In maart 2021 werd het Toekomstscenario Kind- en Gezinsbescherming gepresenteerd, waarin
wordt ingezet op vereenvoudiging en harmonisatie van wetgeving. Aanleiding hiervoor was de
complexiteit van de organisatie van de jeugdbeschermingsketen, het feit dat kinderen/gezinnen vaak
geen tijdige/passende hulp krijgen, en het feit dat achterliggende problematiek binnen een gezin te
weinig aandacht krijgt. Het Toekomstscenario geeft in hoofdlijnen aan hoe de kind- en
gezinsbescherming er over 5 tot 10 jaar uit moet zien. Het plan ziet op vier hoofdlijnen:
1. Een merkbaar betere dagelijkse praktijk voor jeugdzorg;
2. Het jeugdzorgstelsel dient aangepakt te worden;
3. Jeugdbescherming vereenvoudigen en verbeteren;
4. Het budget dat aan gemeenten ter beschikking wordt gesteld wordt verhoogd.

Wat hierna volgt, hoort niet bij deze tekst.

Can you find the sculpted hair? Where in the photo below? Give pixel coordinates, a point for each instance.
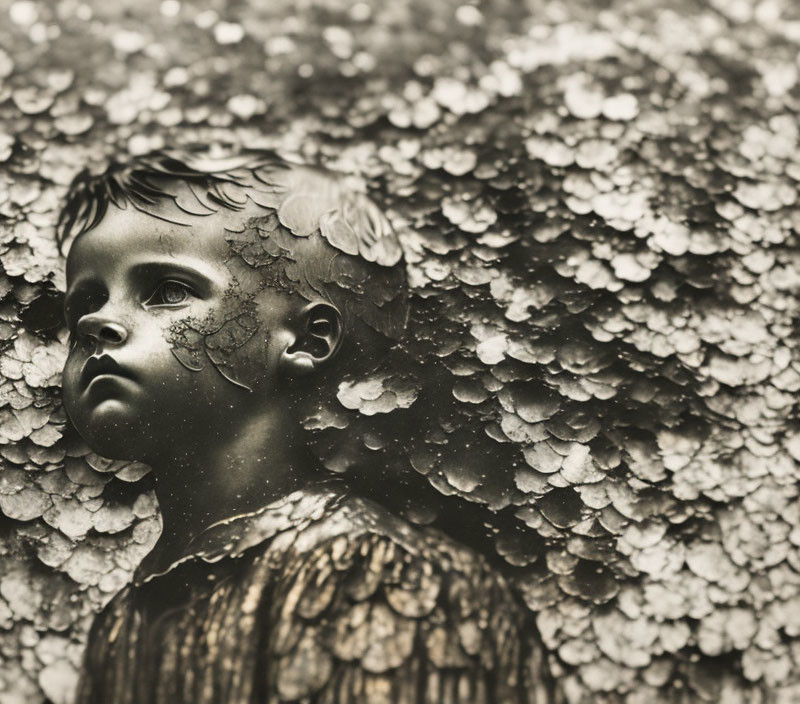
(318, 236)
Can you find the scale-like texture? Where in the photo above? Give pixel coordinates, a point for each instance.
(597, 203)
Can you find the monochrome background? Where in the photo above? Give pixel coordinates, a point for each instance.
(598, 207)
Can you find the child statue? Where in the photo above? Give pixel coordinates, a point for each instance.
(204, 299)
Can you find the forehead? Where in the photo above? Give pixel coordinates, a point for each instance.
(128, 236)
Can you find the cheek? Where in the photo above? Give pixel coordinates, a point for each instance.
(223, 340)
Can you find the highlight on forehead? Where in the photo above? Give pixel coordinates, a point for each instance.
(307, 200)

De minderjarige, art. 1:233 BW
Personen tot en met 17 jaar, die niet meerderjarig zijn verklaard, zijn minderjarig.
Een minderjarige moeder van 16 jaar of ouder kan de kinderrechter verzoeken om haar meerderjarig
te verklaren. Dit kan zij zelf doen. Het verzoek dient wel door een advocaat te worden ingediend. Het
verzoek kan worden gedaan voordat het kind geboren is, ook indien de moeder de leeftijd van 16
jaren nog niet heeft bereikt. Zie verder art. 1:253ha BW.
Met een meerderjarigverklaring kan een persoon onder de 18 jaar echter geen huwelijk/GP aangaan.
Minderjarigen staan onder gezag – art. 1:245 BW.
In beginsel is een minderjarige bekwaam om rechtshandelingen te verrichten – art. 1:234 BW, echter
er is geen algehele toestemming voor rechtshandelingen die de wettelijke vertegenwoordiger kan
verlenen. Toestemming zal per handeling verleend moeten worden.
Tenzij de wet niet ander bepaald, bijvoorbeeld: art. 4:55 BW, art. 7:612 BW, art. 7:447 BW.
Toestemming wordt verondersteld te zijn verleend: art. 1:234 lid 3 BW.
Een door de minderjarige verrichte rechtshandeling waartoe hij niet bekwaam was, is vernietigbaar:
de gevolgen van de rechtshandeling dienen zoveel mogelijk ongedaan te worden gemaakt.
Uitzondering: eenzijdige niet tot één of meer bepaalde personen gerichte rechtshandeling, deze zijn
nietig i.p.v. vernietigbaar (bijv. testament indien kind jonger dan 16 jaar is).